Elle s'est inquiétée du poids persistant de la prise en charge des jeunes adultes handicapés dans les établissements d'éducation spéciale au titre de l'amendement " Creton " et a souhaité la mise en place d'une solution au niveau législatif pour faire face à la récente décision d'annulation de la circulaire du 27 janvier 1995 prise par le Conseil d'Etat.

S'agissant du débat sur le contrôle de l'efficacité de l'utilisation de l'allocation compensatrice pour tierce personne (ACTP), votre commission a estimé que les départements étaient fondés à veiller à ce que cette prestation soit bien utilisée pour aider à financer le recours aux services d'une tierce personne et non pas pour assurer un complément de revenus.

Evoquant les dépenses d'aide sociale des départements, la commission a pris acte de la hausse de près de 4 % de ces dépenses en 1996, tout en soulignant qu'il serait prématuré de voir dans cet infléchissement le signe précurseur d'un renversement de tendance durable.

Constatant l'ampleur des dépenses prises en charge par les établissements sociaux et médico-sociaux et le caractère " déresponsabilisant " de leur procédure actuelle de financement, votre commission a adopté deux amendements tendant à instaurer dès le 1 er janvier 1998 un taux directeur opposable à l'évolution des dépenses du secteur médico-social prises en charge par l'Etat et par les départements. Il s'agit par là de donner à l'Etat les moyens d'assurer une cohérence entre les décisions qui sont prises en matière salariale ou d'édiction de norme et celles prises pour maîtriser les dépenses publiques. Il s'agit également d'inciter les établissements à peser sur les facteurs structurels d'évolution de leurs dépenses.

En définitive, face à ce projet de budget, comment former le jugement de votre Haute Assemblée ? Il n'est pas question, vous l'avez compris, de le juger uniquement à l'aune des augmentations ou des diminutions des crédits. De ce point de vue cependant, force est de constater qu'il n'est pas particulièrement généreux dans le domaine de la lutte contre l'exclusion, qu'il s'agisse des CHRS ou des mesures de secours d'urgence.

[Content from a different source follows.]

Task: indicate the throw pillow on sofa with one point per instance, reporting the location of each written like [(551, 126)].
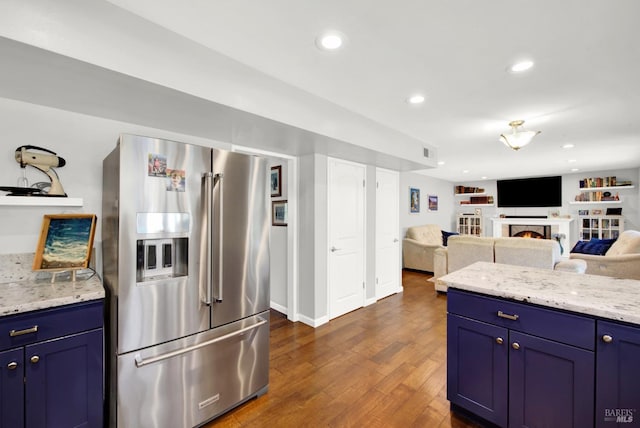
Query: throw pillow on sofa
[(446, 235), (598, 247)]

Mais c'est au regard de l'ensemble d'une politique d'action sociale que nous devons juger ce budget. Dès lors, votre commission n'a pu que constater qu'il ne recherchait pas particulièrement à assurer au meilleur coût les prestations sociales dont il est chargé.

Sans manifester une opposition systématique, votre commission a regretté que ce budget soit un budget d'attente, qui constatait l'augmentation des dépenses requises par les dispositifs en place, sans pour autant mettre clairement l'accent sur l'aide aux plus démunis ou améliorer réellement l'efficacité de l'aide sociale.

C'est pourquoi votre commission a émis un avis défavorable à l'adoption des crédits relatifs aux affaires sociales dans le projet de loi de finances pour 1998.